Budget Tier 1: Under £400 – Better Than You Think
| Component | Recommendation | Approximate Cost |
|---|---|---|
| Display | Existing TV (if 43"+) or a budget projector (Dangbei Atom / BenQ TK700) | £0 (existing) / £250–350 |
| Sound | Sonos Ray soundbar OR Yamaha YAS-109 | £200–280 |
| Streaming | Amazon Fire Stick 4K Max or Google Chromecast with Google TV | £50–70 |
| Screen (if using projector) | Painted white wall (free) or basic pull-down screen | £0–60 |
If you have a TV that's 43 inches or larger already, spend the Tier 1 budget entirely on audio. A Yamaha YAS-109 soundbar with built-in subwoofer (around £200–220 on offer) is the biggest single improvement most living rooms can make to their home cinema experience. Add a streaming stick if you're not already getting 4K content easily.
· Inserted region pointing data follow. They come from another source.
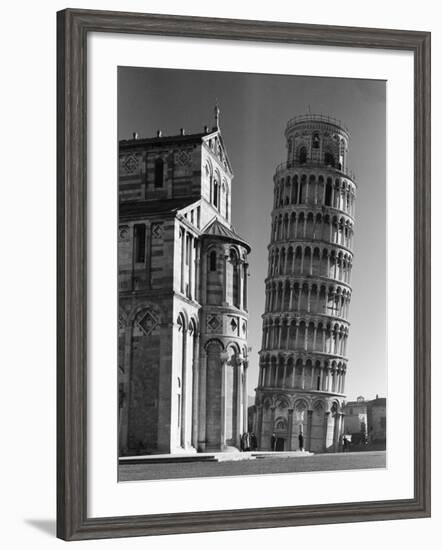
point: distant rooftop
(217, 229)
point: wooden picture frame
(73, 27)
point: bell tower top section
(317, 140)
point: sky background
(255, 109)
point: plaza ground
(269, 465)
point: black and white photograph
(252, 330)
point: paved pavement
(313, 463)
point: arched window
(215, 193)
(236, 278)
(212, 261)
(303, 189)
(329, 159)
(303, 155)
(159, 172)
(295, 190)
(328, 191)
(140, 242)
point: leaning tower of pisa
(303, 359)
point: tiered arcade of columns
(303, 359)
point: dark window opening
(215, 194)
(140, 242)
(303, 155)
(212, 261)
(328, 191)
(159, 172)
(329, 159)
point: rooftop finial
(217, 112)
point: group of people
(273, 442)
(249, 442)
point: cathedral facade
(303, 362)
(182, 297)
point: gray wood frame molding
(72, 29)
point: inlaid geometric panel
(130, 164)
(213, 323)
(157, 230)
(184, 158)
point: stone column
(290, 429)
(195, 396)
(326, 416)
(239, 394)
(240, 275)
(259, 426)
(184, 390)
(246, 267)
(245, 410)
(202, 401)
(272, 420)
(190, 267)
(308, 443)
(284, 374)
(226, 259)
(124, 413)
(223, 402)
(336, 430)
(197, 271)
(183, 259)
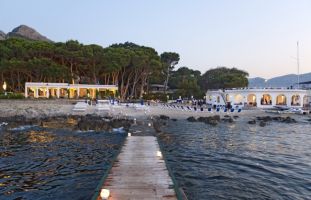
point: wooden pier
(139, 172)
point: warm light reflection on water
(241, 161)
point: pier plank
(139, 173)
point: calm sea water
(37, 163)
(240, 161)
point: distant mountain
(2, 35)
(27, 32)
(280, 81)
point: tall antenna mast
(298, 64)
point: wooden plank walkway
(139, 173)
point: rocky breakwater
(72, 122)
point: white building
(262, 98)
(65, 90)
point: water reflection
(54, 164)
(241, 161)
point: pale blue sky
(256, 35)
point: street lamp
(4, 87)
(168, 73)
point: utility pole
(298, 64)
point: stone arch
(238, 99)
(251, 99)
(295, 101)
(266, 99)
(281, 100)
Budget Tier 2: £400–£1,000 – The Sweet Spot
This is where I'd concentrate most people's spending if they're serious about the upgrade. The quality jumps you get per pound spent are better here than at the premium end.
| Component | Recommendation | Approximate Cost |
|---|---|---|
| Display / Projector | BenQ TK700STi (4K, short throw) or Samsung QLED 55–65" | £550–750 |
| Soundbar System | Sonos Beam Gen 2 + Sub Mini | £480–550 |
| Streaming | Apple TV 4K (if in Apple ecosystem) or Fire Stick 4K Max | £149 / £70 |
| Blackout curtains | Any quality blackout, well-fitted | £60–120 |
The Sonos Beam + Sub Mini combination is, in my view, the best soundbar-based system for most living rooms. It doesn't need a separate AV receiver, the Sonos app is the best in class for setup and adjustment, and the sound quality at this price point is genuinely impressive for film watching. Dolby Atmos on the Beam Gen 2 creates a convincing height dimension without ceiling-mounted speakers.
Budget Tier 3: £1,000–£2,500 – Proper Home Cinema
At this level you're looking at a dedicated projector setup or a high-quality large-screen TV, and a proper 5.1 or 5.1.2 speaker system with a real AV receiver.
The Epson EH-TW7000 (around £1,000–1,200) is a reliable 4K UHD laser projector that produces a genuinely beautiful image at up to 120 inches. Pair it with a fixed-frame screen rather than a wall if you want consistent, wrinkle-free projection. Screen Innovation's manual pull-down screens represent good value at around £200–300 for a quality option in this range.
For audio at this tier, a proper 5.1 system (centre, two fronts, two surrounds, subwoofer) with a dedicated AV receiver (Denon AVR-X1800H or similar) will significantly outperform any soundbar system. The setup is more involved and the wiring less tidy, but the surround sound field is on a different level for film watching.
Overlooked But Important: Room Treatment
Regardless of budget, a few free or cheap improvements make a significant difference:
- Blackout curtains for projector setups – genuinely essential, not optional
- Soft furnishings (rugs, curtains, sofas) absorb sound reflections that make audio muddy
- Speaker positioning – most soundbars and speaker systems sound better than people think when placed correctly
- Room darkening generally makes any display look better by improving perceived contrast
Where to start
Upgrade audio before display. If you have a reasonable TV (43"+) and flat TV speakers or nothing, £200 on a decent soundbar will improve the experience more than £400 on a new TV. Once audio is sorted, if you want scale, a short-throw projector under £400 onto a white wall is a surprisingly capable and affordable way to go big.